Pertanto, prosegue la Suprema Corte, “soltanto le prime hanno totalmente e propriamente una natura alimentare, di guisa che alle stesse non può di certo disconoscersi la piena assimilabilità alle prestazioni alimentari al fine, che qui interessa, della scelta del criterio per la determinazione del valore della causa per la liquidazione delle spese.

Viceversa tale piena assimilabilità non può essere riconosciuta alle prestazioni previdenziali, pur obbligatorie, le quali, seppure certamente partecipino in parte di una natura alimentare, sono però strutturate e parametrate in funzione diversa e più ampia.” .

Orbene, considerato il contesto normativo di riferimento, va da sé, che i principi sopra menzionati devono essere applicati dal giudice, caso per caso, non potendo in alcun modo trovare riscontro presso il personale di cancelleria chiamato a valutare al momento della iscrizione a ruolo, la congruità del contributo unificato al valore della causa.

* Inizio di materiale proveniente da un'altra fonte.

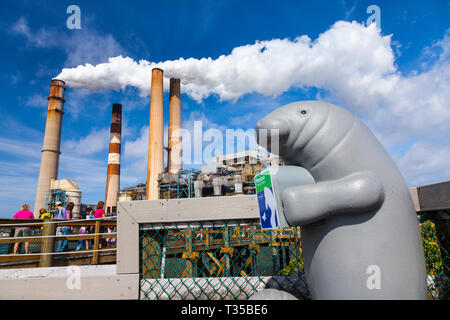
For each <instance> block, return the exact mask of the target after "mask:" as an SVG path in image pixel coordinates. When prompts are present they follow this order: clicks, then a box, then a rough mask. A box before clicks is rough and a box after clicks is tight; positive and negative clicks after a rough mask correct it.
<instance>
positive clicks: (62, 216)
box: [55, 201, 66, 220]
mask: <svg viewBox="0 0 450 320" xmlns="http://www.w3.org/2000/svg"><path fill="white" fill-rule="evenodd" d="M55 207H56V210H58V211H57V212H56V219H59V220H64V219H65V217H64V211H66V209H64V207H63V206H62V203H61V201H58V202H56V204H55Z"/></svg>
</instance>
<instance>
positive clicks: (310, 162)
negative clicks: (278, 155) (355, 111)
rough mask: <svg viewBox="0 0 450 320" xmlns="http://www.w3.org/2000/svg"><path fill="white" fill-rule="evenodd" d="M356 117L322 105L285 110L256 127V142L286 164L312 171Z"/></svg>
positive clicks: (323, 102) (331, 104) (271, 116)
mask: <svg viewBox="0 0 450 320" xmlns="http://www.w3.org/2000/svg"><path fill="white" fill-rule="evenodd" d="M354 119H355V117H354V116H353V115H352V114H351V113H350V112H348V111H346V110H345V109H342V108H339V107H337V106H334V105H332V104H329V103H325V102H321V101H298V102H293V103H290V104H287V105H285V106H282V107H280V108H278V109H276V110H275V111H273V112H272V113H270V114H269V115H267V116H266V117H264V118H263V119H261V120H260V121H258V123H257V124H256V128H255V131H256V141H257V142H258V144H259V145H261V146H262V147H264V148H265V149H267V150H268V151H270V152H272V153H274V154H279V155H280V157H281V158H282V159H283V160H284V161H285V162H286V164H293V165H299V166H303V167H305V168H308V167H311V166H312V165H313V164H314V163H316V162H317V161H318V160H319V158H320V157H321V156H322V155H323V154H326V153H327V151H328V149H330V148H332V146H333V145H335V144H336V143H338V142H339V139H340V138H341V137H342V136H343V135H344V134H345V132H346V131H347V130H348V129H349V126H351V124H352V123H353V121H354Z"/></svg>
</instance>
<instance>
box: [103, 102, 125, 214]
mask: <svg viewBox="0 0 450 320" xmlns="http://www.w3.org/2000/svg"><path fill="white" fill-rule="evenodd" d="M121 134H122V105H121V104H119V103H114V104H113V110H112V117H111V134H110V141H109V154H108V171H107V178H106V193H105V212H106V215H116V212H117V197H118V194H119V190H120V149H121Z"/></svg>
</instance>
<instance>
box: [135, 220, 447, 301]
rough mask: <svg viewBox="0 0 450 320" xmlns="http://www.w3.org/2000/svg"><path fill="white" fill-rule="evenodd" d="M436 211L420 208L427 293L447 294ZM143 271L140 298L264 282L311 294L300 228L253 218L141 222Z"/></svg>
mask: <svg viewBox="0 0 450 320" xmlns="http://www.w3.org/2000/svg"><path fill="white" fill-rule="evenodd" d="M430 217H433V218H432V219H431V218H430ZM436 219H437V216H436V215H421V216H420V222H421V223H420V227H421V231H422V238H423V243H424V249H425V257H426V268H427V273H428V279H427V280H428V298H429V299H448V297H449V287H448V272H449V264H448V263H449V260H448V258H449V256H448V251H446V249H445V248H448V225H446V226H447V229H446V230H444V229H443V227H442V226H443V224H442V223H436ZM446 221H448V220H446ZM437 226H438V227H437ZM445 232H447V236H446V234H445ZM140 275H141V292H140V295H141V299H150V300H155V299H156V300H160V299H162V300H173V299H175V300H178V299H193V300H206V299H248V298H249V297H250V296H251V295H253V294H254V293H256V292H258V291H260V290H262V289H264V288H276V289H280V290H284V291H287V292H289V293H291V294H293V295H294V296H296V297H297V298H299V299H310V295H309V291H308V287H307V285H306V281H305V275H304V267H303V260H302V250H301V234H300V228H286V229H279V230H275V231H263V230H261V228H260V224H259V220H256V219H253V220H240V221H214V222H202V223H177V224H142V225H140Z"/></svg>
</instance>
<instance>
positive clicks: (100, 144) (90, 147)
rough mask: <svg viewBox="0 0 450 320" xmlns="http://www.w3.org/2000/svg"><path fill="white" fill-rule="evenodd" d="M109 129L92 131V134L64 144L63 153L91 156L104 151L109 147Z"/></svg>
mask: <svg viewBox="0 0 450 320" xmlns="http://www.w3.org/2000/svg"><path fill="white" fill-rule="evenodd" d="M109 132H110V130H109V129H108V128H102V129H95V128H94V129H92V130H91V132H90V133H89V134H88V135H87V136H85V137H83V138H80V139H78V140H68V141H63V143H62V152H63V153H69V154H78V155H91V154H95V153H98V152H101V151H104V150H105V149H107V148H108V146H109Z"/></svg>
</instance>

Sulla base delle considerazioni svolte deve ritenersi che non sia possibile, in via generale, ritenere le cause in esame come genericamente appartenenti alla categoria delle controversie di previdenza ed assistenza obbligatorie.

La cancelleria dovrà dunque valutare la congruità del contributo unificato versato avendo riguardo al giudice adito, al tipo di atto depositato e alla dichiarazione di valore resa dall’avvocato nelle conclusioni dell’atto introduttivo.

Nessuna valutazione di merito potrà essere invece svolta dal funzionario addetto alla ricezione degli atti (ora peraltro inviati con modalità telematica) in ordine alla reale natura delle prestazioni oggetto della domanda.